Durant le mois du Ramadan, les personnes âgées sont appelées à prendre encore plus de précautions que les jeunes adultes. Le jeûne, les troubles de sommeil, le changement des habitudes alimentaires et des horaires de prise des médicaments, tant de facteurs auxquels elles doivent faire attention pour passer ce mois en toute sérénité.

Ramadan : Quels risques pour les personnes âgées ?
Les personnes âgées ont moins d’appétit et ont tendance à diminuer leurs apports alimentaires sans que leurs besoins énergétiques soient significativement abaissés.

Les problèmes de santé sont très fréquents chez les personnes âgées. Mais bien qu’elles aient la possibilité de s’abstenir de jeûner durant le mois du Ramadan, elles sont nombreuses à s’obstiner à le faire malgré leur maladie, mettant ainsi leur vie en danger. D’après les scientifiques, le Ramadan est en général sans risques pour les pratiquants et l’âge n’est pas en soi un obstacle à son bon respect. «Il existe des contre-indications absolues, quel que soit l’âge, en cas de diabète traité à l’insuline et non équilibré, d’insuffisance rénale, de maladie cardiaque... et de toute autre pathologie ne supportant pas un jeûne même court. Il est sage, en tout état de cause, de faire le point avec son médecin traitant pour ne pas mettre sa santé en péril, et de faire preuve de responsabilité, surtout après 75 ans, âge où le jeûne est plutôt à déconseiller», affirme au «Matin» Dr Khadija Moussayer, spécialiste en médecine interne et en gériatrie. Cette dernière explique que le corps de la personne âgée subit des modifications physiologiques qui fragilisent son équilibre nutritionnel notamment en cas de survenue de pathologies. Le jeûne peut donc rompre cet équilibre précaire et être à l’origine d’une déshydratation ou d’une dénutrition.

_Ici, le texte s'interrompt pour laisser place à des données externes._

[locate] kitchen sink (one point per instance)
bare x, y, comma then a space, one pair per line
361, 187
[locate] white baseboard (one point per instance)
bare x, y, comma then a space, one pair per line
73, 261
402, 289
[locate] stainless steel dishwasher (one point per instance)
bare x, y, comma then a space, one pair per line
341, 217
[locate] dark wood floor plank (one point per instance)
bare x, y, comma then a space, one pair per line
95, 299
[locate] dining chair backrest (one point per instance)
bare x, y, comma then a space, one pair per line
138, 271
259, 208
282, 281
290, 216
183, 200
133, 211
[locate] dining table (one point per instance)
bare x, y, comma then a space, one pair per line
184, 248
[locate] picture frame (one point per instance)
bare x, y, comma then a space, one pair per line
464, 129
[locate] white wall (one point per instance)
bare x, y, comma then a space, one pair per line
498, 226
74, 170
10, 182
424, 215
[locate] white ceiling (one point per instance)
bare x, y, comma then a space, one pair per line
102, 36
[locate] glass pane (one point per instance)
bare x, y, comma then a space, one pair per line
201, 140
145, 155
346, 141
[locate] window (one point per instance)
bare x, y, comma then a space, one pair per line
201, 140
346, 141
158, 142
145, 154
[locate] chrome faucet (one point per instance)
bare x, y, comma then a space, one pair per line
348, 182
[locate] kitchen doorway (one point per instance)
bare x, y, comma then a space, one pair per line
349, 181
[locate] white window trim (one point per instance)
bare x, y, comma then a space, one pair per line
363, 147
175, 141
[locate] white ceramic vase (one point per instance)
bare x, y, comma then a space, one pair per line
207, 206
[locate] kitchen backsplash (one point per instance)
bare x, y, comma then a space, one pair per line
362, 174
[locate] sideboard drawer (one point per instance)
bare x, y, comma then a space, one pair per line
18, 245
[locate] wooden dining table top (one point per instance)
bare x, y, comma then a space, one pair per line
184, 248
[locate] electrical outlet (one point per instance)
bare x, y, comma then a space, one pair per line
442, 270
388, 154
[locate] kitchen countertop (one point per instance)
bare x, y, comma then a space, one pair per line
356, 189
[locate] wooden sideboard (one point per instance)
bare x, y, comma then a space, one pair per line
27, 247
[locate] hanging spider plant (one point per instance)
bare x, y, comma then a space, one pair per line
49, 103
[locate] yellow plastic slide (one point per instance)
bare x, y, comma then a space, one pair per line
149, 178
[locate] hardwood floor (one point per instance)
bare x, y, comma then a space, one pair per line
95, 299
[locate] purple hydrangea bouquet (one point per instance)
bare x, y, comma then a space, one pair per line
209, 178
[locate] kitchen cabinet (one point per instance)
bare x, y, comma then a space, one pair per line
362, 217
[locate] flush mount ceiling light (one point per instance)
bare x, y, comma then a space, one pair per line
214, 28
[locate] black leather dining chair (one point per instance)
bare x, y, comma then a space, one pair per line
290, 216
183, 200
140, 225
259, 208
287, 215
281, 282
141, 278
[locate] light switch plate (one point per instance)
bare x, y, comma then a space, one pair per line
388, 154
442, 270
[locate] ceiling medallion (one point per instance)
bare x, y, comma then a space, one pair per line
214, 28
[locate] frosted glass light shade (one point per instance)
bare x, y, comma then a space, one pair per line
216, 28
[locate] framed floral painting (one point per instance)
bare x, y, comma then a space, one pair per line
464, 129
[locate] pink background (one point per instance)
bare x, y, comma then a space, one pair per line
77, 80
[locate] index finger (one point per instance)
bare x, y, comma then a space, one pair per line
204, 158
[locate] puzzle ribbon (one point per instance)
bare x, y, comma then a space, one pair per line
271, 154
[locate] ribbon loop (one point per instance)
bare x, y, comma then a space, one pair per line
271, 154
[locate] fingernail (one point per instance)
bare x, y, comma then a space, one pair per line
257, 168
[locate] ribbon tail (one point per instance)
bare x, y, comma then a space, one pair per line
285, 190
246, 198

«La perception de la soif est compromise avec l’avancée en âge, elle s’émousse et les pertes en eau sont plus importantes à cause d’une plus forte résistance du rein à l’hormone antidiurétique qui limite les pertes en urine. De plus, les personnes âgées ont moins d’appétit et ont tendance à diminuer leurs apports alimentaires sans que leurs besoins énergétiques soient significativement abaissés par rapport à l’adulte jeune, leurs réserves sont de surcroît faibles. Toutes ces modifications physiologiques rendent la personne âgée affaiblie vulnérable au jeûne», souligne la gériatre.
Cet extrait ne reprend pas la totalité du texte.